Saying Yes to the ‘Party of No’
One clear—and almost immediate–impact has been the single voice with which Republican lawmakers on Capitol Hill have spoken since January on just about every Democratic proposal from cap and trade to universal healthcare.
“Their unity is in many ways astonishing because the Republican caucus is much more splintered,” says Michael Franc vice president for government relations at the conservative Heritage Foundation. They are not the automatons they may seem, and they actually like Obama as person, Franc says, but the liberal policies being pushed by him and congressional Democratic leadership have made it easy for Republicans to just say no.

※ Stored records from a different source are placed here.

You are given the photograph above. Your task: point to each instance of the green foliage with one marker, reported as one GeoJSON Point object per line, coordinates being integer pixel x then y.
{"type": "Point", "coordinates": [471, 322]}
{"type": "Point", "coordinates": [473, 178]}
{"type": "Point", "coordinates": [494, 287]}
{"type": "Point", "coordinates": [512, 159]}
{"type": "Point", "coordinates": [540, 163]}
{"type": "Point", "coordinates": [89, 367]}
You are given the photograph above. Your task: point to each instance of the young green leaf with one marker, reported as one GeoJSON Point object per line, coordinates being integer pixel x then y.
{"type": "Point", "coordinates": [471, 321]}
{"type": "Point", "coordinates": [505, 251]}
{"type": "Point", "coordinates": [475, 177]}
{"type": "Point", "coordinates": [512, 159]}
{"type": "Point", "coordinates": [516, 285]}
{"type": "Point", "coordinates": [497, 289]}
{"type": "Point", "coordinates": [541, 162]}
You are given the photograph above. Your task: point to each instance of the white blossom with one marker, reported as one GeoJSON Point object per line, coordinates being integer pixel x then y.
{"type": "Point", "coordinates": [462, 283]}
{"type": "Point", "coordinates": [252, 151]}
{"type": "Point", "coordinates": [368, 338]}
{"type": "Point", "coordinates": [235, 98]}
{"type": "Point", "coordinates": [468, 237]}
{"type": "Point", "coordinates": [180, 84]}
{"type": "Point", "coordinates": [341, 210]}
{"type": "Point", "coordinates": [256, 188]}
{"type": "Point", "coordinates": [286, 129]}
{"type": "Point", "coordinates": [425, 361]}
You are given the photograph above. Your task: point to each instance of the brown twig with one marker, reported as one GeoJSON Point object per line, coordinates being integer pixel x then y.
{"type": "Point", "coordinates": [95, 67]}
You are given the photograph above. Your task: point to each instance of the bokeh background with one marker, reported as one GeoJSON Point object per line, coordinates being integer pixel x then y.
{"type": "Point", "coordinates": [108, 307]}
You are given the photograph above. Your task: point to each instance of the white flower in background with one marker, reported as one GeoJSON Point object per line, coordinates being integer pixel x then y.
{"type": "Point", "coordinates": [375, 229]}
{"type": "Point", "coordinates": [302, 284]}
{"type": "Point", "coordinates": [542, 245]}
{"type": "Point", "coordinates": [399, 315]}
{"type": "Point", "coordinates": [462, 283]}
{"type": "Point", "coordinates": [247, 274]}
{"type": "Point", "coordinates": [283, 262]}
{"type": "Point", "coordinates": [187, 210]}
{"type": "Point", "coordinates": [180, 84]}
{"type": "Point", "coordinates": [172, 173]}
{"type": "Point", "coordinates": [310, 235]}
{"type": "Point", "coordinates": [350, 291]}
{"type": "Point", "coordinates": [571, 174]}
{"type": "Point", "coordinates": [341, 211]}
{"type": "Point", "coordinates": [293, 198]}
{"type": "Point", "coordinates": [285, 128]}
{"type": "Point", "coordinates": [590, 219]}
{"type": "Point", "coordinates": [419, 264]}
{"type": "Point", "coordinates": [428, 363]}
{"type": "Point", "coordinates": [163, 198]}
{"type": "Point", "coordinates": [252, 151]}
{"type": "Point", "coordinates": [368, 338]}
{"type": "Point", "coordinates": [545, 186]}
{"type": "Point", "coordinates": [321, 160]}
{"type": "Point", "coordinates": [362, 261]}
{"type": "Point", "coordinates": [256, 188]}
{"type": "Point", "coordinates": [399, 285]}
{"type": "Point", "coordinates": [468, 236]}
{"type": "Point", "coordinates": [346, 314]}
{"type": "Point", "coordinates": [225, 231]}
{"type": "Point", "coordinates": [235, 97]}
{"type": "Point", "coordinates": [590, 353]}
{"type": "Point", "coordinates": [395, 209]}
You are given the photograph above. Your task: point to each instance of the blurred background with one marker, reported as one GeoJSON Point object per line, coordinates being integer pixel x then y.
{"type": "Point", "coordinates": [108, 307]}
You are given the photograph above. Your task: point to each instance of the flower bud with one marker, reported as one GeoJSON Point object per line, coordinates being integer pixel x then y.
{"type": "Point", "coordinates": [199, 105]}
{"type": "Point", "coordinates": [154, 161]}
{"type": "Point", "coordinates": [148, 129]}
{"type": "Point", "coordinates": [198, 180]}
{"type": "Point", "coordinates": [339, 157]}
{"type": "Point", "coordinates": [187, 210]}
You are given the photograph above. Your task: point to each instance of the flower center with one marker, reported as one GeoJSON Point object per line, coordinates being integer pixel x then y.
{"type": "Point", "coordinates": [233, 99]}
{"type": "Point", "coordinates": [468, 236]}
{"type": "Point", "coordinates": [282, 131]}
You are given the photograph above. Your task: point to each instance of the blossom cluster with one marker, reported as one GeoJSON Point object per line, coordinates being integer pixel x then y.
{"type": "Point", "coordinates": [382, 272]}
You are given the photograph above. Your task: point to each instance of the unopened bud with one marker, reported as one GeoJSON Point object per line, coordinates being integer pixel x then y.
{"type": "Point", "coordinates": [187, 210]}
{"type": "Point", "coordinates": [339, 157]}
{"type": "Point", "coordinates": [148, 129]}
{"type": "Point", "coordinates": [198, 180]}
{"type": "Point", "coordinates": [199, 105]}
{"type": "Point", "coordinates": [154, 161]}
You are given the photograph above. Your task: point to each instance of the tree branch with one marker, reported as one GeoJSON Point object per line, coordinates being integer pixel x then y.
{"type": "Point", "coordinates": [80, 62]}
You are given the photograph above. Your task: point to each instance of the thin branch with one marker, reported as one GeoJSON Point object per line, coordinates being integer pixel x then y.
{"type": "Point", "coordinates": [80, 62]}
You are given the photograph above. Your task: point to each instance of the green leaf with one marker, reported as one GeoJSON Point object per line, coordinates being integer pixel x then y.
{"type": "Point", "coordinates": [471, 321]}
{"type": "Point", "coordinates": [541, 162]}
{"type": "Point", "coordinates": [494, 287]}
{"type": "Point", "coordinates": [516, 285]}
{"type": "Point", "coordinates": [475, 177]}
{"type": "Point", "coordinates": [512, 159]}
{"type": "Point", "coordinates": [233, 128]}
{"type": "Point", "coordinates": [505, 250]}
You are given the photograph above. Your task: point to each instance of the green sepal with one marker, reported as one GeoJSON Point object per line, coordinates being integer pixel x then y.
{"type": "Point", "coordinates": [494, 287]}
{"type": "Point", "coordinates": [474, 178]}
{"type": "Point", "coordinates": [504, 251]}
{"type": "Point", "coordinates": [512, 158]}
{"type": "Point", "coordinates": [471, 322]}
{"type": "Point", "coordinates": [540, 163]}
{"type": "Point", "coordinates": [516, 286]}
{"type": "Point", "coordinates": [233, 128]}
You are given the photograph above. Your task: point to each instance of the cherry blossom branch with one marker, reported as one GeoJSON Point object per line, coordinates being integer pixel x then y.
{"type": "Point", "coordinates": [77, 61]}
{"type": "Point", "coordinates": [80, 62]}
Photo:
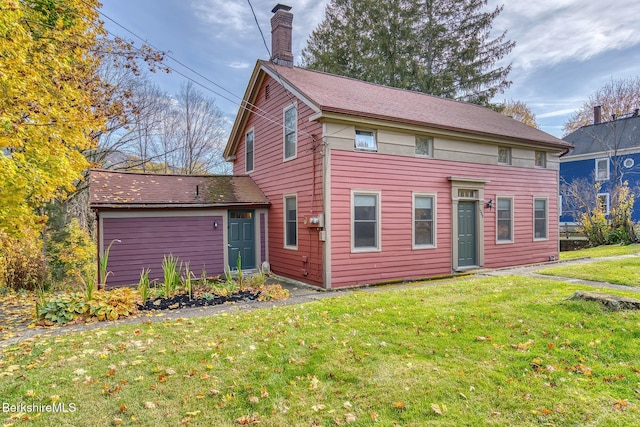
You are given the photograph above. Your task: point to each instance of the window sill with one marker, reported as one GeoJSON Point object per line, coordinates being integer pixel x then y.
{"type": "Point", "coordinates": [421, 247]}
{"type": "Point", "coordinates": [365, 250]}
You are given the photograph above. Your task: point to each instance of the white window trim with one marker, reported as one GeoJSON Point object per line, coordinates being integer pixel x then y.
{"type": "Point", "coordinates": [608, 202]}
{"type": "Point", "coordinates": [509, 154]}
{"type": "Point", "coordinates": [378, 247]}
{"type": "Point", "coordinates": [512, 233]}
{"type": "Point", "coordinates": [253, 154]}
{"type": "Point", "coordinates": [546, 216]}
{"type": "Point", "coordinates": [284, 221]}
{"type": "Point", "coordinates": [413, 221]}
{"type": "Point", "coordinates": [608, 168]}
{"type": "Point", "coordinates": [560, 205]}
{"type": "Point", "coordinates": [284, 133]}
{"type": "Point", "coordinates": [424, 156]}
{"type": "Point", "coordinates": [375, 140]}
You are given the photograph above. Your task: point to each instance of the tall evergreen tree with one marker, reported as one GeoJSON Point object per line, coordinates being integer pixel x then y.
{"type": "Point", "coordinates": [440, 47]}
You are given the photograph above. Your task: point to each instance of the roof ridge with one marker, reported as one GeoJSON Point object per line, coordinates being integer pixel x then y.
{"type": "Point", "coordinates": [164, 174]}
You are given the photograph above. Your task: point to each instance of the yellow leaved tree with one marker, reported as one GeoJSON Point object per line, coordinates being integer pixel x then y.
{"type": "Point", "coordinates": [48, 84]}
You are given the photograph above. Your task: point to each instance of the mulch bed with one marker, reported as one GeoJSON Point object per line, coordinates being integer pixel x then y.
{"type": "Point", "coordinates": [183, 301]}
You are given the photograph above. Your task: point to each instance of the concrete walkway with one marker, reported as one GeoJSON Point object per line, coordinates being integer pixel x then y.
{"type": "Point", "coordinates": [532, 271]}
{"type": "Point", "coordinates": [302, 294]}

“The $787 billion [stimulus bill] in the first few weeks of Obama’s administration struck a lot of people as rolling the dice with our economy. That was followed by other big proposals such as cap and trade, the auto industry takeover, setting executive pay, which are seen by voters as a fundamental shift from what government used to do,” says Franc. “A template has been set for not just minor change but change that will remake America and that’s the core of his political difficulties today”
It’s also beginning to set the stage for the 2010 election cycle, which Franc predicts will be more right line than the nation has seen in a long time, with little room for debate in the middle ground.
“A majority of Americans who wanted change are finding that the change they desired is more modest than the change being put before us today,” says Franc. A final healthcare reform bill in particular, he adds, will be a serve as a litmus test for a lawmaker’s tolerance for the level of government activity and involvement and Democrats running in conservative districts need to be prepared to defend their vote.